我有帶有日期時間格式索引的 DataFrame。我需要保留與至少 2 天相鄰的日期(我的意思是應該連續 3 天在一起)。請分享您的解決方案。
例如,
Date
2021.11.08 #<-
2021.11.09 #<-
2021.11.10 #<-
2021.11.12
2021.11.13
2021.11.16 #<-
2021.11.17 #<-
2021.11.18 #<-
2021.11.19 #<-
2021.11.22
2021.11.23
<- 被選中
uj5u.com熱心網友回復:
嘗試groupby:
#convert to datetime
df["Date"] = pd.to_datetime(df["Date"], format="%Y.%m.%d")
#check if adjacent rows are 1 day apart
adjacent = df["Date"].diff().dt.days.fillna(1).eq(1)
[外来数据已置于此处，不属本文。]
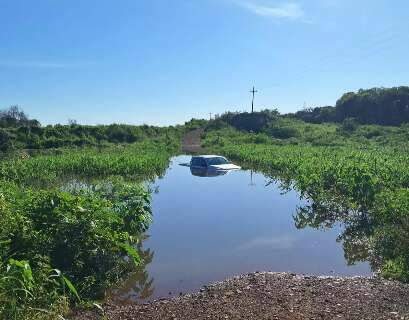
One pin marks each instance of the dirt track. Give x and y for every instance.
(277, 296)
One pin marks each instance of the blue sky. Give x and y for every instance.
(166, 61)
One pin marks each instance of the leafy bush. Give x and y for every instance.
(84, 236)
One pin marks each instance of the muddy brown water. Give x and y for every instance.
(208, 228)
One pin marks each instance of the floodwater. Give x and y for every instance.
(208, 228)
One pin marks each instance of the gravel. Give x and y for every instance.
(275, 296)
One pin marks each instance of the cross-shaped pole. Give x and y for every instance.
(252, 101)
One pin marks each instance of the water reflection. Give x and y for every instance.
(139, 285)
(356, 236)
(251, 223)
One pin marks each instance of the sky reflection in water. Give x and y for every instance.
(206, 229)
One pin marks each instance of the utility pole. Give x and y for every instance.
(252, 101)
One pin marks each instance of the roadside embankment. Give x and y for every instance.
(277, 296)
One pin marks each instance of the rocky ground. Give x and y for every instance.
(276, 296)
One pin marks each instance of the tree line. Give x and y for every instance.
(383, 106)
(18, 131)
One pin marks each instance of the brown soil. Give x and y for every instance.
(191, 142)
(277, 296)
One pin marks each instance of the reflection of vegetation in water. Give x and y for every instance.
(363, 185)
(140, 160)
(139, 285)
(356, 234)
(87, 229)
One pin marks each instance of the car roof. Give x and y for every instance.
(207, 156)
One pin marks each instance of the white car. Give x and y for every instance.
(212, 162)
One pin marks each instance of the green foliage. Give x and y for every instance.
(145, 159)
(385, 106)
(68, 244)
(67, 235)
(362, 182)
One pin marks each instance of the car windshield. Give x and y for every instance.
(216, 161)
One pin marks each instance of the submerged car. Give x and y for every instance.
(212, 162)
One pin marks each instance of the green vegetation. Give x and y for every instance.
(73, 218)
(384, 106)
(18, 132)
(356, 174)
(73, 209)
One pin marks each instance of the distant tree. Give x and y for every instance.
(384, 106)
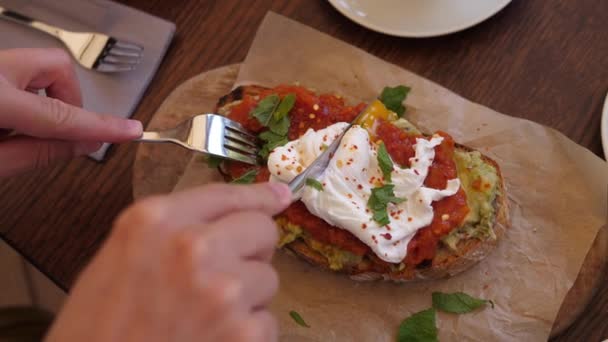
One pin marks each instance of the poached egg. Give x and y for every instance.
(349, 179)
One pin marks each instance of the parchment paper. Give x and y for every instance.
(556, 191)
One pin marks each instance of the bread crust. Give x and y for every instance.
(446, 263)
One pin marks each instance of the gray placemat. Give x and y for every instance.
(116, 94)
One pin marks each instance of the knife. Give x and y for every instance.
(316, 168)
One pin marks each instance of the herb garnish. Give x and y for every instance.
(385, 162)
(419, 327)
(379, 200)
(265, 108)
(458, 302)
(272, 112)
(298, 319)
(247, 178)
(313, 183)
(393, 98)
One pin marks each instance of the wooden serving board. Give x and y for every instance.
(158, 168)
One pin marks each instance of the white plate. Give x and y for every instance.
(604, 125)
(418, 18)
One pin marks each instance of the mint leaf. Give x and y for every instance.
(385, 162)
(265, 108)
(281, 126)
(213, 161)
(393, 98)
(313, 183)
(272, 112)
(285, 106)
(457, 302)
(378, 202)
(247, 178)
(298, 319)
(419, 327)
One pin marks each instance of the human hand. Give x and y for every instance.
(53, 127)
(191, 266)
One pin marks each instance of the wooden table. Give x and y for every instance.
(542, 60)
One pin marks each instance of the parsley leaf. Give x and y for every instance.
(272, 112)
(313, 183)
(247, 178)
(419, 327)
(458, 302)
(281, 126)
(393, 98)
(213, 161)
(285, 106)
(298, 319)
(378, 202)
(385, 162)
(265, 108)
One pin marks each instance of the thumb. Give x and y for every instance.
(24, 153)
(45, 117)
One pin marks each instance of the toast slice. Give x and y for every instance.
(449, 259)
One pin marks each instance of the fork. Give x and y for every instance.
(316, 168)
(94, 51)
(211, 134)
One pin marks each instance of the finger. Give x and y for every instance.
(260, 283)
(50, 69)
(5, 132)
(246, 234)
(212, 201)
(259, 327)
(44, 117)
(23, 153)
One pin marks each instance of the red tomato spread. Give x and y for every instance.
(320, 111)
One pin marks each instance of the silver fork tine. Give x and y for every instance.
(234, 144)
(240, 157)
(111, 67)
(238, 136)
(235, 126)
(208, 133)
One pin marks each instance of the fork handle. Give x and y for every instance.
(25, 20)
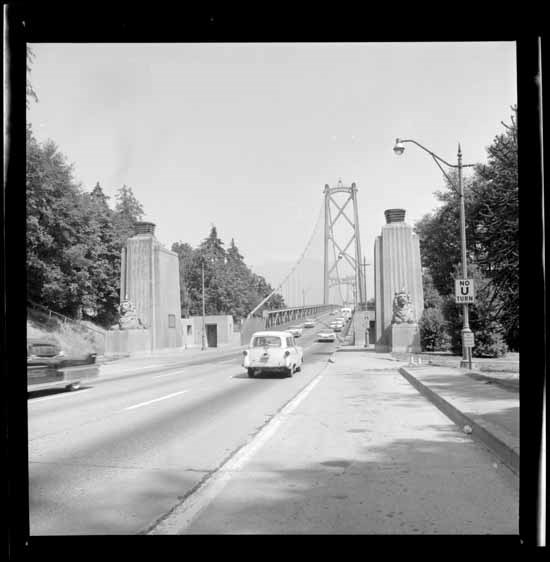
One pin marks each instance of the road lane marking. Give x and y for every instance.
(183, 514)
(66, 393)
(168, 374)
(155, 400)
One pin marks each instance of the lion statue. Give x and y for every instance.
(129, 319)
(403, 311)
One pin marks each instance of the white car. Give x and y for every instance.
(272, 352)
(296, 331)
(326, 335)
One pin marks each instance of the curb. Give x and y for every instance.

#get sequences with a minimum length of 3
mask = df.groupby(adjacent.ne(adjacent.shift()).cumsum())["Date"].transform('count').ge(3)
output = df[mask|mask.shift(-1)]
>>> output
Date
0 2021-11-08
1 2021-11-09
2 2021-11-10
5 2021-11-16
6 2021-11-17
7 2021-11-18
8 2021-11-19
uj5u.com熱心網友回復:
和groupby filter
oneday = pd.offsets.Day(1)
diff = df.Date.diff().bfill()
df.groupby(
diff.ne(oneday).cumsum()
).filter(lambda d: len(d) > 2)
Date
0 2021-11-08
1 2021-11-09
2 2021-11-10
5 2021-11-16
6 2021-11-17
7 2021-11-18
8 2021-11-19
uj5u.com熱心網友回復:
使用蒙版切片:
N=3
# find start of groups
m = ~pd.to_datetime(df['Date']).diff().eq('1d')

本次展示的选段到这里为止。